Cleric Pomia slides a thin gold band over my other hand and activates the embedded enchantment. The metal contracts around my wrist, not tight enough to pinch but fitted so it could never be removed naturally. I look down at it as she does the same for the imperial heir.

It feels like a gilded manacle.

“Let it be seen that these two are married!” she calls out.

The court cheers. Marclinus bows down to kiss me soundly. The strip of silk falls away, and he grasps my fingers to lead me to dinner.

It’s done. I’m his.

After he’s licked the last icing from our wedding dessert off his fork, Marclinus raises his wine goblet toward me. “Was that not a most satisfying feast, wife?”

I widen the smile that’s been molded to my face since the moment I joined him on the dais this morning and clink my glass to his. “The best I’ve ever had, husband.”

My gaze slides away from him over the nobles assembled in the dining room before us. For our wedding banquet, we newlyweds took the head table all for ourselves, other than Emperor Tarquin watching us from his usual throne-like chair at one end. Platters holding more food than I could eat in a week are laid out all around us.

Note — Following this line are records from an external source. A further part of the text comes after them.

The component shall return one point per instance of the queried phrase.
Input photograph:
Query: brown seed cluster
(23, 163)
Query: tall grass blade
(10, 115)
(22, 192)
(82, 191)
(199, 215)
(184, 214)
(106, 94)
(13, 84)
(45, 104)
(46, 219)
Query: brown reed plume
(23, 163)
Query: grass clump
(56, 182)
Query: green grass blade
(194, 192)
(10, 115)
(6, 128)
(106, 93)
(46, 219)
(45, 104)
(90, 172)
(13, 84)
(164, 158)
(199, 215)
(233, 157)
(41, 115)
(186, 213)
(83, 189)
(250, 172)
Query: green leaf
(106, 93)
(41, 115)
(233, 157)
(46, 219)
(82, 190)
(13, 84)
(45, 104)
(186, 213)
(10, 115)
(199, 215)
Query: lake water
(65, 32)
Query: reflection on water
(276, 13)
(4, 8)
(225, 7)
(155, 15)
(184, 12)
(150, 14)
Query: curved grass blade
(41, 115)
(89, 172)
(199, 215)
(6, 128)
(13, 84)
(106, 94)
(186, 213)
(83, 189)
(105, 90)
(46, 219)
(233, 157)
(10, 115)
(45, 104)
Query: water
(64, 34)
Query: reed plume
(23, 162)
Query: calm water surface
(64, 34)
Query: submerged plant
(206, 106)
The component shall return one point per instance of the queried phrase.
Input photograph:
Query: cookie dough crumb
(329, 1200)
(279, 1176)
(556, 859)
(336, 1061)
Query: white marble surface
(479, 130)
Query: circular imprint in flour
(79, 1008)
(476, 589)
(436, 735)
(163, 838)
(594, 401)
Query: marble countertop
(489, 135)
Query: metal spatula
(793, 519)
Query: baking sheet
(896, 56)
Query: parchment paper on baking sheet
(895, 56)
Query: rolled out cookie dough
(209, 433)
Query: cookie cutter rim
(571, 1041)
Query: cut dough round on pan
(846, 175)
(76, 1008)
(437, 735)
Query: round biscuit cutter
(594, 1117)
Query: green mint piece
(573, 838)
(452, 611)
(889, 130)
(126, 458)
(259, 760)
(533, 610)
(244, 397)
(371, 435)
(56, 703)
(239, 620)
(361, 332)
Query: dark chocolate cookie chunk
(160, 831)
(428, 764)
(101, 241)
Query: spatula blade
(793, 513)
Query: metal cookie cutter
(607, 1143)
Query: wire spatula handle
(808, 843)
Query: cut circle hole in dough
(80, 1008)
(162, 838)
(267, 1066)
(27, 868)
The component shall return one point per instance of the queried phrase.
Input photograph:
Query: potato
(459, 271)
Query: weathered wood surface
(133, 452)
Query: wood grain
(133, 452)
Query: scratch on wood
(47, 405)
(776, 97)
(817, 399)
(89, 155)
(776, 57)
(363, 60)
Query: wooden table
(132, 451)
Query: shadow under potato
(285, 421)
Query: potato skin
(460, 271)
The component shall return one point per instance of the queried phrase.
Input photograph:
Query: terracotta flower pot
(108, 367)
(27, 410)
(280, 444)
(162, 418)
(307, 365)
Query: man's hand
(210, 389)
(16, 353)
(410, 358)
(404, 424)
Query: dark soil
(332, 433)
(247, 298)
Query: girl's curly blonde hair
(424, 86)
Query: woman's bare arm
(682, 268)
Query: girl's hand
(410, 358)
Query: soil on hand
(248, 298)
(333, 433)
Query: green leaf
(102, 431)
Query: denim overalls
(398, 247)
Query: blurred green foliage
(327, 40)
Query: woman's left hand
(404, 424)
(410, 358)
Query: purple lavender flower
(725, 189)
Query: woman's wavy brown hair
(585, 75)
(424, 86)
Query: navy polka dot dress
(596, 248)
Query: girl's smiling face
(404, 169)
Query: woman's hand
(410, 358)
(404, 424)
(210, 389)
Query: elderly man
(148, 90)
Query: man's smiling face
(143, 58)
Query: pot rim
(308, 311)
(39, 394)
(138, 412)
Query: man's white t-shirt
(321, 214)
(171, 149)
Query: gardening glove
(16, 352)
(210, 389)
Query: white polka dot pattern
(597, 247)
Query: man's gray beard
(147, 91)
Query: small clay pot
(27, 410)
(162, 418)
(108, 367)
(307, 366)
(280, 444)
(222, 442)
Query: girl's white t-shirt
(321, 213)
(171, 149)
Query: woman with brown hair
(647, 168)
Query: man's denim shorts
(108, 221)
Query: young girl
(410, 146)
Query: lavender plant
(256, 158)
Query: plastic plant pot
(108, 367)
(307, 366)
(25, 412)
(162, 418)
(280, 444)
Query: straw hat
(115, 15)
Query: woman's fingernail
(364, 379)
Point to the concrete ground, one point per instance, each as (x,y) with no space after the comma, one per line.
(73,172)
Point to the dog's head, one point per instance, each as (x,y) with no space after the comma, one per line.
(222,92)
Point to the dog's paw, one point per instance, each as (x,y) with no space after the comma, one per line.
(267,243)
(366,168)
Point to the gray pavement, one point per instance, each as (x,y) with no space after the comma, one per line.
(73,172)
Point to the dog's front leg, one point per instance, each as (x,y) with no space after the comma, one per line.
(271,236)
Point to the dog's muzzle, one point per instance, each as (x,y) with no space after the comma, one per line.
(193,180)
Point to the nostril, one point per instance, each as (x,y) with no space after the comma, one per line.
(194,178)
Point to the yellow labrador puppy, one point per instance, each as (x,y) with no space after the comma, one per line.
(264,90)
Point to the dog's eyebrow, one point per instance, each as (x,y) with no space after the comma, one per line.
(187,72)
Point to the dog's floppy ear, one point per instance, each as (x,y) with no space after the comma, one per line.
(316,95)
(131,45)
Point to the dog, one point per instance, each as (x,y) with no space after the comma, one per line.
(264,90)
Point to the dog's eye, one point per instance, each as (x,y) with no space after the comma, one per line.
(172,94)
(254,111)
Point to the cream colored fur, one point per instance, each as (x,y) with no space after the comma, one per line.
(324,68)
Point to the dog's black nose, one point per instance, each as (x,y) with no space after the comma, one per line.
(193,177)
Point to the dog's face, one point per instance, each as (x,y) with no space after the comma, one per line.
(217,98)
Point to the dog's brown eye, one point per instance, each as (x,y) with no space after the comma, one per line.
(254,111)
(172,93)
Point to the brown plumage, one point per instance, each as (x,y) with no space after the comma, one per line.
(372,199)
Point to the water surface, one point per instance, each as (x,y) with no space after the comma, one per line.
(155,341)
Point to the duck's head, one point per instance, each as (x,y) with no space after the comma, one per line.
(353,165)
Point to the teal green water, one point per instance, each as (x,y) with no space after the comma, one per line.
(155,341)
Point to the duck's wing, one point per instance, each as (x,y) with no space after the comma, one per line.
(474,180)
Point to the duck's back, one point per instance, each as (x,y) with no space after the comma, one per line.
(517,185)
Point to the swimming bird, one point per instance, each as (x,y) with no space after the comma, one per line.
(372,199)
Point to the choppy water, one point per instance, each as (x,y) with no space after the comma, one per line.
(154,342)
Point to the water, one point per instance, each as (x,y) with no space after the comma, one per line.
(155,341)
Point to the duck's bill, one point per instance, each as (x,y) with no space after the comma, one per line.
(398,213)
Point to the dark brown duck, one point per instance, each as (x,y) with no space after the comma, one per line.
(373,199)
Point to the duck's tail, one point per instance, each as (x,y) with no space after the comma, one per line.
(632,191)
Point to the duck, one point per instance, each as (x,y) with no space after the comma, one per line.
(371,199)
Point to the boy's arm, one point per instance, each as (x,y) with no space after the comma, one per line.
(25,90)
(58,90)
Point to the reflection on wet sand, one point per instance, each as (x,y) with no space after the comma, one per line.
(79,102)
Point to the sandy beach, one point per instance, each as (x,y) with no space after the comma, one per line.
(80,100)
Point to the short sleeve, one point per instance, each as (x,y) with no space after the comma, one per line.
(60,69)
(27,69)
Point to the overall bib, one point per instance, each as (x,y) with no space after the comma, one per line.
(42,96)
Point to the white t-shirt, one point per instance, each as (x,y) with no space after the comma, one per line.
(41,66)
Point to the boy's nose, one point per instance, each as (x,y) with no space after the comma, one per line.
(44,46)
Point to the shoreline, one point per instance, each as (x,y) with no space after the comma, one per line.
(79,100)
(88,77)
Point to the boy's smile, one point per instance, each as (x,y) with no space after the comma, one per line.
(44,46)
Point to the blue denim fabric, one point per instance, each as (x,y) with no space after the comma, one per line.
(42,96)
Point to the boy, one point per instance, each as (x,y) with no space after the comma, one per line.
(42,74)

The feasting nobles chatter at a more subdued tone than usual, with regular glances shot our way. They’re evaluating their new empress-to-be. Considering how they can best position themselves to benefit from this shift in power.

Possibly wondering how they might begin to ingratiate themselves into my favor after the chilly initial reception most of them offered.

I skim my eyes more swiftly over the four princes seated next to each other at the nearest table. I still catch a glimpse of Raul’s scowl, Lorenzo’s drawn expression, Bastien’s glare, and Neven’s braced stance.

Why didn’t they take the chance they had and leave?

Perhaps it didn’t seem worth the gamble when they couldn’t know if I’d reveal their lies.